Floyd appuie sur le bouton lecture de la télécommande. Tous sont très attentifs. Voilà l’autre grand moment. Le père de Marty _ George _ a embrassé la mère _ Lauren _ , enfin, on est tous sauvés, ils se marieront. Marty est au chant et à la guitare sur scène, Floyd augmente le son encore, Marty commence à jouer… C’EST JOHNNY B GOODE ! Lui et Dragon Life chantent en chœur, « go Johnny go ! », et ils sont morts de rire, vraiment, ils adorent. Marty entame son impro, délire total, ils sont toute ouïe et applaudissent à la fin. Dans la salle de bal, les danseurs sont stupéfaits face à cette impro hard-rock. Alors Marty lance cette remarque devenue culte : vos enfants vont adorer. Floyd appuie sur le bouton stop puis rembobine, ils vont se le faire plusieurs fois, ce passage. Ils ne sont plus assis, maintenant, ils sont debout et vibrent au son de ce morceau de Chuck Berry _ ça serait difficile de faire autrement, la télévision gueule et c’est super, eux aussi gueulent. Slammer va prendre la guitare de Floyd pour se lancer dans une imitation, plutôt ratée, en play-back, ce qui déclenche des fous rires inextricables et inexplicables. La fin du morceau, l’impro, et enfin ils rugissent tous ensemble « vos enfants vont adorer ». Ca c’est clair, du moins dans leur cas.
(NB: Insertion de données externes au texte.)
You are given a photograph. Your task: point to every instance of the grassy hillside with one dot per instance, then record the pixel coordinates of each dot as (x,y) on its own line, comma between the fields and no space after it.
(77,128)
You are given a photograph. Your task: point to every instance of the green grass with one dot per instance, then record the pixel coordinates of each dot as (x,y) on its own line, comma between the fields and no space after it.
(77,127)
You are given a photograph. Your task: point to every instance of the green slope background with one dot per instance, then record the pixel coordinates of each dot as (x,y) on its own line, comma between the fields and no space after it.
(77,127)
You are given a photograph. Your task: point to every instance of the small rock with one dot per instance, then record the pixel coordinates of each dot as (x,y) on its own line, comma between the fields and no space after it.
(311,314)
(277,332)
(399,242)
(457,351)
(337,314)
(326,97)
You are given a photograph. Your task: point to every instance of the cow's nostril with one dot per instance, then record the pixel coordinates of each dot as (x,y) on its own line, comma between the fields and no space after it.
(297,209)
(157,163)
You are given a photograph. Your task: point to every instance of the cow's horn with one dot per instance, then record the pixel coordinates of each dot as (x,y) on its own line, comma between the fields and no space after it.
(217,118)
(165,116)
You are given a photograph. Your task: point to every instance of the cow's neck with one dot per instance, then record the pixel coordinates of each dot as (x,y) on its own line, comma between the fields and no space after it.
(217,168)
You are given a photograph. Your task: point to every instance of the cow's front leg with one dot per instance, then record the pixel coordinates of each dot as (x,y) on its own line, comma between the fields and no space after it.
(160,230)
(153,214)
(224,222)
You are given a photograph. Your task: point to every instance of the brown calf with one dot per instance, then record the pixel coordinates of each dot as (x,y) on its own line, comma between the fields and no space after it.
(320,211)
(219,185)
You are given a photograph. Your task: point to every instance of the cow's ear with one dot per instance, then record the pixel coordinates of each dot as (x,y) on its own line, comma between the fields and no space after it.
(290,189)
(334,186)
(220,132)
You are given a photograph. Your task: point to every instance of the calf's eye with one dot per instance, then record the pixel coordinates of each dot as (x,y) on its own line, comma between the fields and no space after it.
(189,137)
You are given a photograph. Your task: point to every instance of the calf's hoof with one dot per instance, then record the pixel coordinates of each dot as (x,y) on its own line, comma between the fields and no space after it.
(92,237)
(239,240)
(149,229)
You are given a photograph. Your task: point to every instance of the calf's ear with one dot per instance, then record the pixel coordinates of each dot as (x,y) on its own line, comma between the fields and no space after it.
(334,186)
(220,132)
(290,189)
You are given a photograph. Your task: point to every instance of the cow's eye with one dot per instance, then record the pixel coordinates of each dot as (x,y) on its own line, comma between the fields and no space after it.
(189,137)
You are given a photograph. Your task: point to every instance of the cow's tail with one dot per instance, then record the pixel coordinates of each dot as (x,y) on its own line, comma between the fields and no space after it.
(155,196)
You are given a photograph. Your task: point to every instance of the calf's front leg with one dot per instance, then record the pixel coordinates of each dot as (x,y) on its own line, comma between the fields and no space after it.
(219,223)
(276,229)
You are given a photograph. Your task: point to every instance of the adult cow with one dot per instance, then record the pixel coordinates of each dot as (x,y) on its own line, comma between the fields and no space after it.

Slammer n’en finit pas de s’éclater à jouer les Marty partis dans leur trips et danse dangereusement d’un bout à l’autre du garage, puis saute à pieds joints sur le futon, ce qui arrache des protestations à Floyd _ bah, oui, c’est son lit, après tout.
Lui recule un peu, tire sur le jack, Slammer tire de son côté.
« Eh, Slam, retourne à ta basse et laisse faire les pros ! il balance à Slammer.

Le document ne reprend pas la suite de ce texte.